Duet 2.05 memory leak?



  • I have started doing triplication printing over the last 2 weeks with my quad printer. I have noticed that 2.05 firmware has some sort of a memory leak that manifests in a very inconvenient way. I am printing large quantities of face shields for out local hospitals. I have been not inclined to post and start digging into what's the problem, as I need the printer operational, and keep producing face shields, but it's getting to be pretty frustrating at this point. It seems that if I do anything before I start a print that has to do with movement -- home my axis -- even not all of them, I hit this issue. After about 30-40 minutes into a tripplication print -- 3 of the 4 hotends are printing (they're fitted with a 0.6 nozzle, the 4th is 0.4). I start getting phase warnings about various steppers -- and phase A & B warnings -- wiring is fine I triple checked it, and the complaints are about the driver for the extruder that is not even doing anything -- sitting there parked. And the print starts stuttering and basically becomes unusable. I've been getting around this issue by simply resetting the duet between prints, either a reset or a full hard power off, and that fixes the issue. But that's not a permanent solution, and I'd like to figure what's going on. I can't bring the machine down for too long to investigate -- it's producing over 50 shields per day.
    I have done repeated duplication prints without issue -- but this leak happens during triplication -- so obviously more steppers are involved.


  • administrators

    There is a bug fix in 2.05.1 that might possibly resolve this.
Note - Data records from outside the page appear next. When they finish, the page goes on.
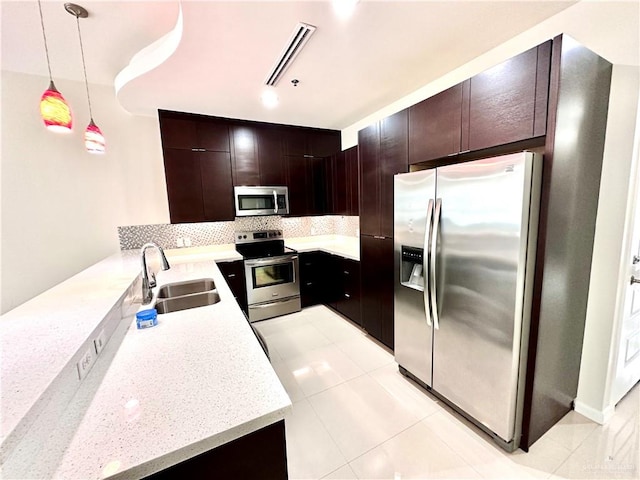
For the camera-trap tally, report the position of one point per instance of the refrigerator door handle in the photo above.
(432, 263)
(425, 261)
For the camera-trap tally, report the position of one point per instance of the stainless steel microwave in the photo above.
(253, 201)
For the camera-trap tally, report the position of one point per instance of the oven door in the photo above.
(271, 278)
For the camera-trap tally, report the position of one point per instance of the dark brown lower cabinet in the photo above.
(348, 283)
(260, 454)
(315, 284)
(376, 295)
(233, 273)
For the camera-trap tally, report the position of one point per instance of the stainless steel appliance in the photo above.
(464, 239)
(271, 273)
(253, 201)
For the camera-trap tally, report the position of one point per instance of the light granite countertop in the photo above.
(154, 397)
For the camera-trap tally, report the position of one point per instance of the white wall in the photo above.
(611, 30)
(61, 205)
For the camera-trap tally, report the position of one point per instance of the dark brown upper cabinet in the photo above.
(273, 167)
(382, 152)
(505, 104)
(508, 102)
(435, 125)
(198, 185)
(244, 149)
(394, 155)
(353, 183)
(369, 162)
(193, 132)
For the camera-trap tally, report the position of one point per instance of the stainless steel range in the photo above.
(271, 273)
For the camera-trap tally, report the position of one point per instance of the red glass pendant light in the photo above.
(93, 137)
(54, 110)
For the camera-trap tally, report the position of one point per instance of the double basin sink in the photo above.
(173, 297)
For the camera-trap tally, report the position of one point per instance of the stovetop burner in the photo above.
(261, 244)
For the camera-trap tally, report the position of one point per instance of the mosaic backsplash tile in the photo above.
(217, 233)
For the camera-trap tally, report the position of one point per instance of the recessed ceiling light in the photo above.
(344, 8)
(269, 98)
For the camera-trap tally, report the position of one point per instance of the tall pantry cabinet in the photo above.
(383, 152)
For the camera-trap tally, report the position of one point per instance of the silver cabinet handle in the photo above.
(425, 261)
(432, 263)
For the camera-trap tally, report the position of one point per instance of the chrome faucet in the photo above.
(149, 279)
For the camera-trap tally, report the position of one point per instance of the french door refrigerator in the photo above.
(464, 240)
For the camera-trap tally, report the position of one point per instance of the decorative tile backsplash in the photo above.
(216, 233)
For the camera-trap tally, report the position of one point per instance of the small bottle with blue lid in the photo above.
(147, 318)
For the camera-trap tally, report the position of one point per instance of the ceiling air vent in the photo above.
(300, 36)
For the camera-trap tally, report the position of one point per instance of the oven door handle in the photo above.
(271, 261)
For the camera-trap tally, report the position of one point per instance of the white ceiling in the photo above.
(347, 70)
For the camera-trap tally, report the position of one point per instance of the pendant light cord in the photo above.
(84, 68)
(46, 49)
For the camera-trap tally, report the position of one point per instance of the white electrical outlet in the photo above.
(86, 362)
(100, 341)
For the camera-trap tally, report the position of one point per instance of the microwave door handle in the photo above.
(254, 263)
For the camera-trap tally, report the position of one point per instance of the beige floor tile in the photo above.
(366, 353)
(311, 452)
(360, 414)
(414, 453)
(571, 430)
(322, 368)
(405, 391)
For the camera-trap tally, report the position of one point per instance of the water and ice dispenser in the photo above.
(411, 267)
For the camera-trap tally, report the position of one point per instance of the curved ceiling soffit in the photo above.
(149, 58)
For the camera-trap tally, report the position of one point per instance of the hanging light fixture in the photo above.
(54, 110)
(93, 138)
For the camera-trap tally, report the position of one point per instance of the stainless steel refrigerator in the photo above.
(464, 239)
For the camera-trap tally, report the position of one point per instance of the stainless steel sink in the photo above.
(178, 289)
(174, 304)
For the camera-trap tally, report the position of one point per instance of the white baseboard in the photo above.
(598, 416)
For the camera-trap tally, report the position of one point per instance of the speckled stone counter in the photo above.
(154, 397)
(348, 247)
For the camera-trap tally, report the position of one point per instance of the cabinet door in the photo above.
(339, 183)
(353, 184)
(394, 159)
(213, 136)
(178, 132)
(435, 126)
(348, 302)
(246, 170)
(184, 185)
(502, 102)
(271, 157)
(299, 178)
(217, 191)
(369, 164)
(233, 273)
(324, 143)
(376, 294)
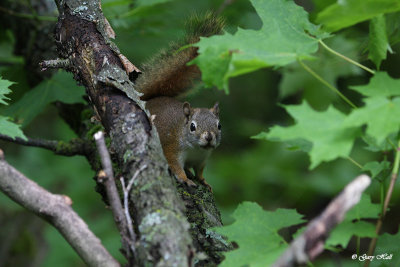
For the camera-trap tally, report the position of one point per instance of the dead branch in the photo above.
(112, 194)
(71, 148)
(310, 244)
(56, 209)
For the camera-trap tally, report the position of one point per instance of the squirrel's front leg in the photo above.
(177, 169)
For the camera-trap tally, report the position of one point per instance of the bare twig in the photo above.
(223, 6)
(71, 148)
(393, 178)
(112, 192)
(126, 191)
(55, 63)
(27, 16)
(311, 243)
(56, 209)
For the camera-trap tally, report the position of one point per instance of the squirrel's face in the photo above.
(202, 126)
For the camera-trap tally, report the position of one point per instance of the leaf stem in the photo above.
(355, 162)
(319, 78)
(394, 175)
(346, 58)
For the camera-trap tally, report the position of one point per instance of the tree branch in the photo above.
(113, 196)
(57, 211)
(71, 148)
(158, 210)
(311, 243)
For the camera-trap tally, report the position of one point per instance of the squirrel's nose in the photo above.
(208, 136)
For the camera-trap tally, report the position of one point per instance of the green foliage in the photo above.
(353, 224)
(378, 41)
(256, 233)
(286, 36)
(329, 136)
(387, 248)
(380, 85)
(61, 87)
(372, 113)
(4, 89)
(347, 13)
(376, 168)
(330, 68)
(6, 126)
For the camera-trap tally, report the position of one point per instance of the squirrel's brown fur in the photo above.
(187, 134)
(167, 74)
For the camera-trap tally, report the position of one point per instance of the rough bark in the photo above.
(310, 244)
(57, 211)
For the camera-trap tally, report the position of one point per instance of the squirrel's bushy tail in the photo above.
(167, 74)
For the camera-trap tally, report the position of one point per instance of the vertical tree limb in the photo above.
(158, 212)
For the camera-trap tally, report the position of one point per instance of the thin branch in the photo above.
(112, 192)
(311, 243)
(126, 191)
(393, 179)
(224, 5)
(319, 78)
(27, 16)
(55, 63)
(72, 148)
(56, 209)
(345, 58)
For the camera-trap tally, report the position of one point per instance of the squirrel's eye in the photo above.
(192, 127)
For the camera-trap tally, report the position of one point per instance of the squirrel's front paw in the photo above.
(190, 183)
(207, 185)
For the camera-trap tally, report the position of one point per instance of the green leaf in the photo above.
(325, 130)
(376, 167)
(381, 115)
(378, 41)
(381, 84)
(10, 129)
(286, 36)
(61, 87)
(4, 84)
(328, 66)
(387, 145)
(256, 233)
(342, 234)
(141, 3)
(343, 14)
(387, 249)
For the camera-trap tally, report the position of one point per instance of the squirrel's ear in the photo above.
(186, 109)
(215, 109)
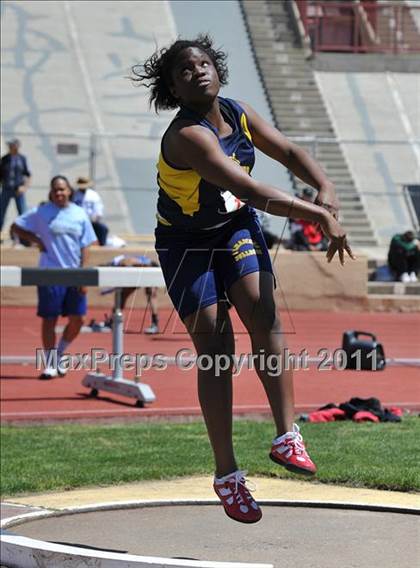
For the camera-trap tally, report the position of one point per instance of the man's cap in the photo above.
(83, 181)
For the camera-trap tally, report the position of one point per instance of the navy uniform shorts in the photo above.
(200, 267)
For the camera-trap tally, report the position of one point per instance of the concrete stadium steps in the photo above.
(377, 110)
(298, 105)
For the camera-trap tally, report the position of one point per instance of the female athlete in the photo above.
(211, 247)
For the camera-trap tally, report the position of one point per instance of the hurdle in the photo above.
(106, 276)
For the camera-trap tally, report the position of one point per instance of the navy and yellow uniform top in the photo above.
(186, 200)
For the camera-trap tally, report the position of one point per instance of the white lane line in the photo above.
(183, 409)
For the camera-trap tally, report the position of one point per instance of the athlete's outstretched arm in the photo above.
(270, 141)
(201, 151)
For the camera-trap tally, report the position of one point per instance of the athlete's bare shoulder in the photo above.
(181, 132)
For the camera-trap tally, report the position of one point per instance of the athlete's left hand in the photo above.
(337, 237)
(327, 199)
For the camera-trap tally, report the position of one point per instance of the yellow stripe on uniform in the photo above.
(244, 124)
(182, 186)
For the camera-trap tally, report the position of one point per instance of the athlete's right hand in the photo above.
(337, 237)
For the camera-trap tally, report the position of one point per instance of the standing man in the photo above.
(92, 203)
(63, 233)
(15, 178)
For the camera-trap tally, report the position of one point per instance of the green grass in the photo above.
(60, 457)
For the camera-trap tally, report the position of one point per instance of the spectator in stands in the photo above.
(404, 256)
(304, 234)
(62, 231)
(92, 203)
(15, 178)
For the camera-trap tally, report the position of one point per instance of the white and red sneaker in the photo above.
(236, 499)
(289, 451)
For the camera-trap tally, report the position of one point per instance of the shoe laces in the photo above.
(293, 440)
(239, 481)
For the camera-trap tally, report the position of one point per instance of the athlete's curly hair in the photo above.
(155, 72)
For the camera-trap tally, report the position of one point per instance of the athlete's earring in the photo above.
(173, 92)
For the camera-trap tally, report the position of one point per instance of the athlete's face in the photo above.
(195, 79)
(60, 193)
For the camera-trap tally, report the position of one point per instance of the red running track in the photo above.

  • Did I miss a release, I was looking around 2 weeks ago when I was starting printing the shields, I build my own and I got the code from 12/19 -- when was this fix released?



  • I guess I did, looks like february -- I will take the code this weekend -- I have several shield orders to fill, so I'll do firmware resets until then.



  • c8c86ced-5be0-401f-926f-48213f0d9315-image.png

    you'll get notified about both rrf3 and rrf2 mind you, but should save you missing out; i'm sure your email client filter the rrf3 stuff if you really have to.



  • @dc42 I am looking at the release notes, and I don't see a bug regarding my issue -- I see something regarding tool changes (or is there something more to it), but there are no tool changes -- this is straight up select T5 and proceed printing triplication.


  • administrators

    There is a fix in 2.05.1 for a 1-byte buffer overflow which has unknown consequences. That's why I wrote that it "might possibly" resolve it.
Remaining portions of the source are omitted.